Was Sanderson Murdered, and by Whom?While all along we thought that Shane, Jill, and Kyle had some kind of weird romantic triangle going on between them, it turns out that what binds them is not romance, but a triangle of guilt. Shane acted as a hitman after Jill went behind Kyle’s back and paid him to murder Sanderson—who we surmise had tortured the kid before killing him and drowning his body in the lake. Jill admits that more than the death of their son, it is Jill’s betrayal of trust that made their marriage fall apart. A lot of the tension is clarified. Before, it seemed like the burden of the Sanderson murder was upon Kyle’s shoulders, but the only burden Kyle was carrying was the burden of love. For his loyalty and love for his wife and child, he betrayed his position as a police officer. He tells Avalos there are certain things that evade explanations. This is probably what sets Kyle apart from Souter. Despite not murdering Sanderson, Kyle showed accountability to the woman he loves, to the extent of carrying the burden of a crime that she committed. Souter, on the other hand, left Maggie high and dry and tried to escape his duties as a father even when Lucy was facing the worst troubles. What he did, by putting Lucy away, was a half-hearted attempt to clear his conscience, not an effort towards the child or her well-being.
Jill’s choice to avenge her son’s death may not have been justifiable, but it is heartbreakingly human. In contrast, Kyle’s silent complicity and his willingness to carry the moral weight of Jill’s actions redeem him, not as a hero, but as someone who chooses the imperfection of love over morality, even when it means erasing himself.
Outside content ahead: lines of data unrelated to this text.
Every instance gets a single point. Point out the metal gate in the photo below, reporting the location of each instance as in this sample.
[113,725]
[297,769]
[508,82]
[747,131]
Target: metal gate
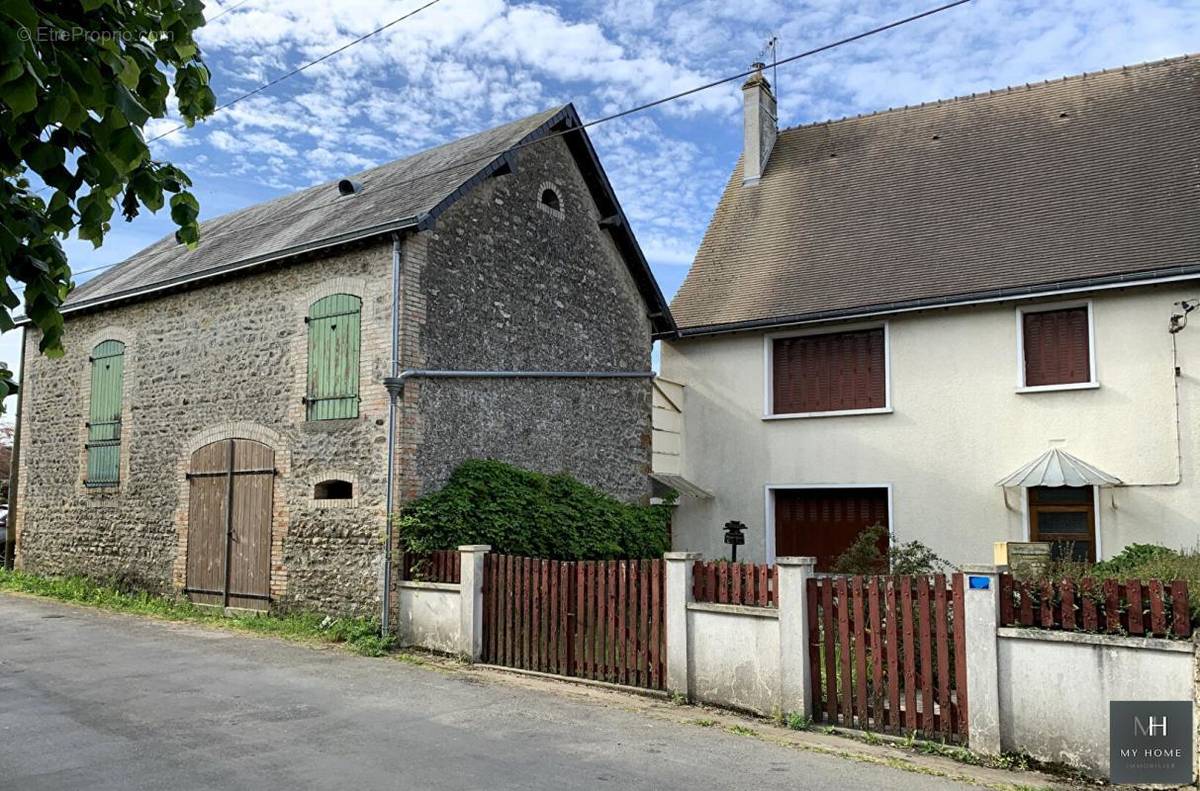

Even with Kyle’s departure from the forest, the series does not end in despair but in a new reckoning. By leaving the legacy of protection to Naya, Kyle places her as the custodian of both Gael’s innocence and the fragile equilibrium the wilderness offers. This time, Naya would know better than her predecessors not to repeat the same mistakes or walk down the same trails. She would protect the wilderness without disrupting its spirits. In one of the series’ most poetic final moments, the deer stays grazing as Naya rides through; she has now become someone the forest has finally accepted, just as Kyle was.